Esa noche Cuetzpallin sueña con Tlahuicole, el prisionero que atrapó unas horas antes. Se miran a los ojos y a él le ha nacido de repente una mancha en la espalda que, curiosamente, parece un sol. El guerrero azteca ve a su adversario contemplándolo a lo lejos mientras él avanza lentamente hacia el templo, donde sabe, su corazón será extirpado. Cuetzpallin se despierta súbitamente, sudando, pero de inmediato se da cuenta de que simplemente ha sido un sueño. A la mañana siguiente va a visitar al prisionero que se halla atrapado dentro de una jaula de madera. Cuetzpallin camina hasta colocarse frente a la celda y sus manos se detienen en los barrotes; parado ante ella, llama al cautivo. Tlahuicole, que estaba en cuclillas, se incorpora y va a su encuentro. Por largos momentos sus ojos convergen, las pupilas negras, el cabello largo, la piel lampiña, morena. Tan parecidos que en una mirada rápida, ningún ser humano notaría la diferencia.

Los ojos de Cuetzpallin se abren de repente, asustados, porque Tlahuicole ha sacado sus manos y las posa sobre las de él, apretando fuertemente contra los barrotes. De repente todo ha pasado. Ya se escuchan los tambores, los silbatos, las flautas que hacen música indicando el comienzo de la ceremonia. Ha llegado la hora de llevar al templo a quienes en unos momentos deberán ser inmolados. Cuetzpallin respira profundamente, calmado. Todo acabará muy pronto.

Imprevisiblemente ha sentido que lo toman del brazo con gran fuerza y que es jaloneado para que salga de la jaula. Sus captores lo llevan a empujones hacia el templo del dios que pide sangre... tu obligación es dar de beber... sangre para renacer mañana... al sol, sangre de..., siente manos que lo ayudan a ascender los escalones que llevan al altar... tus enemigos... de repente vuelve la cabeza y distingue, allá abajo, al pie del templo, a Tlahuicole que lo observa subir lentamente los peldaños. En ese momento, Cuetzpallin comprende que en realidad, el sueño donde es un guerrero azteca, ha terminado.

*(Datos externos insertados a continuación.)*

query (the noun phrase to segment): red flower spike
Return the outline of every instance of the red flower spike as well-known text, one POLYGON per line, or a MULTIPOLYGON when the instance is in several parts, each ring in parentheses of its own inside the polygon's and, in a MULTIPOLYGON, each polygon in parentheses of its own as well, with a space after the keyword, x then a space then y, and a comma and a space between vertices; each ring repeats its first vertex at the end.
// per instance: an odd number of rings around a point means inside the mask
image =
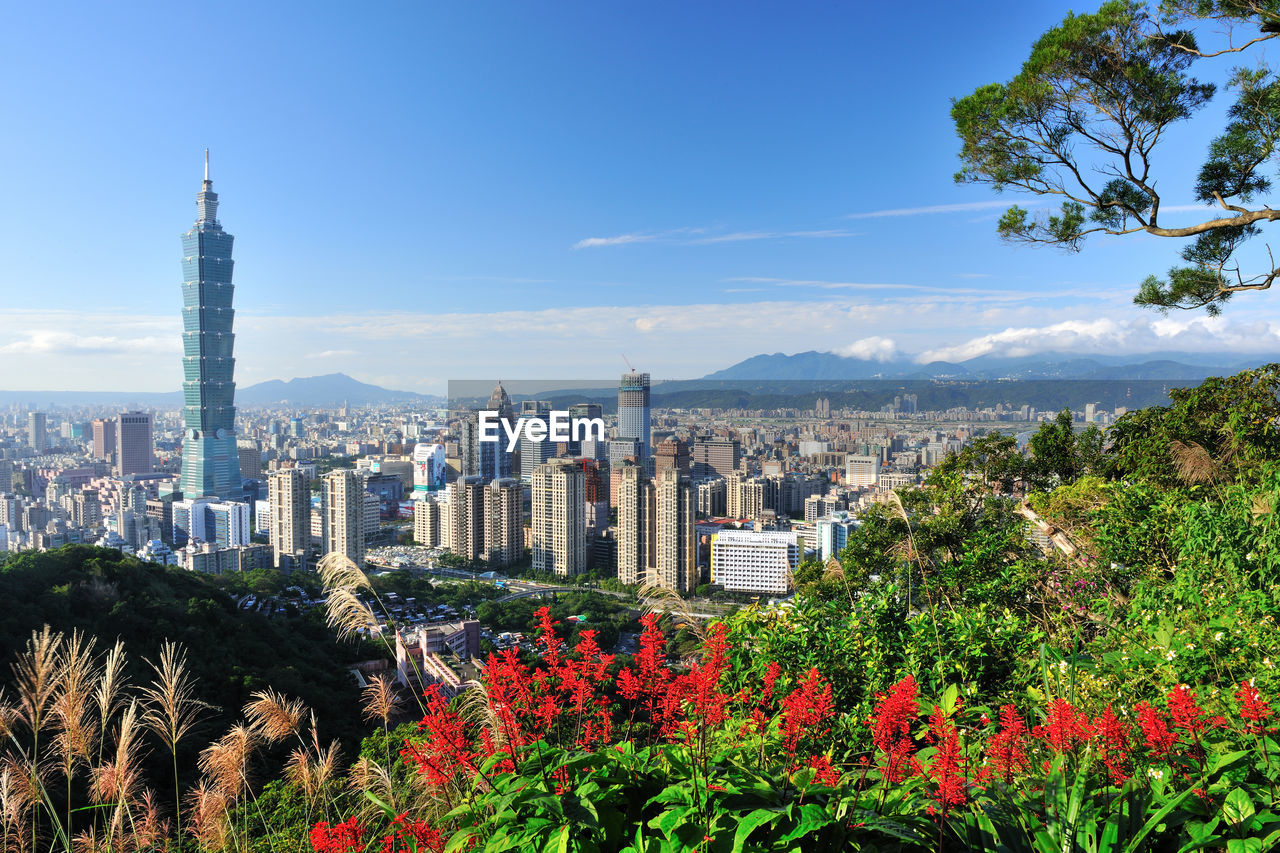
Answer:
POLYGON ((348 817, 340 824, 321 821, 311 827, 311 849, 315 853, 357 853, 364 850, 365 829, 355 817, 348 817))
POLYGON ((840 771, 831 766, 831 758, 827 758, 827 756, 814 756, 805 762, 805 766, 813 768, 813 777, 823 785, 835 788, 840 784, 840 771))
POLYGON ((1011 704, 1001 707, 1000 731, 991 735, 987 752, 995 765, 996 774, 1006 785, 1014 781, 1014 776, 1025 772, 1029 767, 1027 734, 1027 721, 1018 713, 1018 708, 1011 704))
POLYGON ((1169 729, 1169 724, 1147 702, 1134 706, 1138 716, 1138 727, 1147 742, 1147 749, 1153 758, 1167 758, 1174 745, 1178 743, 1178 733, 1169 729))
POLYGON ((911 722, 919 715, 915 679, 908 675, 890 688, 888 693, 876 697, 876 716, 872 720, 872 740, 882 754, 879 765, 886 783, 896 785, 913 770, 911 722))
POLYGON ((1089 717, 1059 698, 1050 703, 1044 725, 1036 726, 1032 734, 1044 740, 1053 752, 1064 753, 1087 742, 1092 733, 1089 717))
POLYGON ((934 744, 929 779, 937 785, 933 800, 946 813, 952 806, 963 806, 968 799, 968 781, 964 775, 964 757, 960 753, 960 733, 942 708, 933 706, 929 716, 929 738, 934 744))
POLYGON ((1272 711, 1258 689, 1248 681, 1240 681, 1240 689, 1235 692, 1235 701, 1240 703, 1240 719, 1245 721, 1244 730, 1249 734, 1265 733, 1267 727, 1262 724, 1272 715, 1272 711))
POLYGON ((1133 752, 1129 724, 1120 720, 1108 704, 1093 721, 1093 739, 1111 784, 1123 785, 1130 776, 1129 756, 1133 752))

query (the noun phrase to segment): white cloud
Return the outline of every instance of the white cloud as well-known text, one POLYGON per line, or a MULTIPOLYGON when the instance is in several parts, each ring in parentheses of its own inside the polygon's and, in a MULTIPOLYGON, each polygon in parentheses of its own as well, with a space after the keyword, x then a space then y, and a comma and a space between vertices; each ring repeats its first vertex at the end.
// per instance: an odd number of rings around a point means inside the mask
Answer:
POLYGON ((854 341, 836 351, 838 355, 864 361, 892 361, 899 357, 897 343, 892 338, 873 336, 854 341))
POLYGON ((756 240, 785 240, 788 237, 805 240, 827 240, 835 237, 858 237, 860 232, 845 228, 824 228, 817 231, 735 231, 724 234, 708 233, 709 228, 672 228, 660 232, 636 232, 616 237, 588 237, 573 243, 573 248, 599 248, 603 246, 626 246, 627 243, 662 242, 673 246, 712 246, 716 243, 741 243, 756 240), (705 236, 699 236, 705 234, 705 236))
MULTIPOLYGON (((607 378, 625 369, 620 352, 655 378, 700 377, 778 350, 881 360, 918 352, 963 360, 987 352, 1179 350, 1243 361, 1249 353, 1280 352, 1280 311, 1266 300, 1240 300, 1217 319, 1160 318, 1096 297, 1019 302, 938 289, 829 289, 813 298, 769 288, 804 297, 730 301, 714 293, 691 305, 534 311, 241 311, 236 380, 244 387, 337 370, 389 388, 442 392, 447 378, 607 378), (1098 319, 1100 309, 1108 319, 1098 319)), ((0 341, 6 389, 170 391, 182 380, 179 320, 169 313, 9 311, 0 314, 0 341), (81 329, 90 333, 72 339, 81 329)))
POLYGON ((989 207, 1009 207, 1010 205, 1034 207, 1038 201, 1019 201, 1009 199, 992 199, 991 201, 964 201, 951 205, 924 205, 922 207, 890 207, 888 210, 868 210, 865 213, 849 214, 849 219, 881 219, 883 216, 920 216, 927 214, 965 213, 968 210, 987 210, 989 207))
POLYGON ((599 248, 600 246, 626 246, 627 243, 648 243, 657 240, 654 234, 618 234, 617 237, 588 237, 573 243, 573 248, 599 248))
POLYGON ((1268 353, 1280 348, 1280 321, 1229 321, 1198 316, 1167 319, 1142 314, 1116 320, 1064 320, 1006 328, 957 345, 925 350, 916 361, 965 361, 983 355, 1027 356, 1038 352, 1140 355, 1158 351, 1215 352, 1224 356, 1268 353))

Siente el petrificado altar debajo del cuerpo, tendido de espaldas, los ojos abiertos al firmamento, llenándose de azul, deslumbrado por el dios al que es ofrecido, ve la mano que se eleva empuñando la cuchilla que habrá de partir su carne y que hace los honores propios del decimoquinto mes azteca, el Panquetzalitztli.

Huitzilopochtli, observa satisfecho, ya abriendo las fauces para devorar la sangre mientras emite grandes carcajadas.